Just learned today something I should have known for a very long time but for some reason has completely escaped my radar. Every edition of OMNI Magazine is available for free on the Internet Archive! How has that missed me completely? Thank you Io9 and Patrick. (When you click on the Internet Archive link, you need to scroll down and click “more” to get to the full magazine archive.)
I started reading OMNI when I was about twelve, around 1983. I remember taking the long road trip from Colorado to Missouri to visit family, and the parents allowing us kids to get a magazine. The cover of this OMNI magazine in the rack was compelling and promised SF fiction and science news, so I convinced her to get this somewhat pricey glossy mag for me. I was hooked! I begged for copies every month after until finally I was gifted a subscription. It was probably the longest subscription to a magazine I ever had (mainly because until I was old enough to have a job, it was paid for by someone else) and I think I was getting them right up until about 1989.

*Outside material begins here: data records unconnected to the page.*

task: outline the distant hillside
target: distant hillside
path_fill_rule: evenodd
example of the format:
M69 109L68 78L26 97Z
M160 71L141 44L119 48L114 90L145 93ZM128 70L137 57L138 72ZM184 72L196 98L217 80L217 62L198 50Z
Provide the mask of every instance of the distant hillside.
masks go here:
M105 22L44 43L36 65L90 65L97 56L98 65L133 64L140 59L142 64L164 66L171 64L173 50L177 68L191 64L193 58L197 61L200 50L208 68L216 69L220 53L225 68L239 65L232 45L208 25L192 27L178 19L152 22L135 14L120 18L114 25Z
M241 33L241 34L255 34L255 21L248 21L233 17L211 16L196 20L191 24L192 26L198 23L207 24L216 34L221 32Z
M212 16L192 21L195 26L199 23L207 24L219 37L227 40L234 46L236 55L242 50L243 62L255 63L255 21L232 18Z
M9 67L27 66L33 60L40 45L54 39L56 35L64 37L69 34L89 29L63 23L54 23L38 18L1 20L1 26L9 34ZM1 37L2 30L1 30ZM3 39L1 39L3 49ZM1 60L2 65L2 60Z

I don’t really recall OMNI being on shelves much after that. But those formative six years entrenched OMNI as being an integral part of who I am. Yeah, weird, huh? But it’s from OMNI that I learned about William Gibson’s fiction and started me on cyberpunk, made me familiar with the name Ellen Datlow and made a teenager a fan of an editor, of all things. (Wow, I was and am such a nerd!) …and I’m still a huge fan. The magazine was a slick, stylish, almost exploitative companion to the SF genre and exploding science culture. I believe it was a forward-thinking contribution, years ahead of its time, to the cool-making of geekness. Back then, in the 80s, it was still a social stigma to be geeky or nerdy, to be too into computers and genre fiction, and know more about the space program than what was mentioned in weekly readers regarding the shuttles. If you read SF and liked Carl Sagan, you were pariah as a kid.
But little did we know that in 15 or 20 years, geek would be chic, and OMNI helped lay the groundwork for that! Loving looking through these very familiar past issues that I’d read and reread so many times as a young nerd.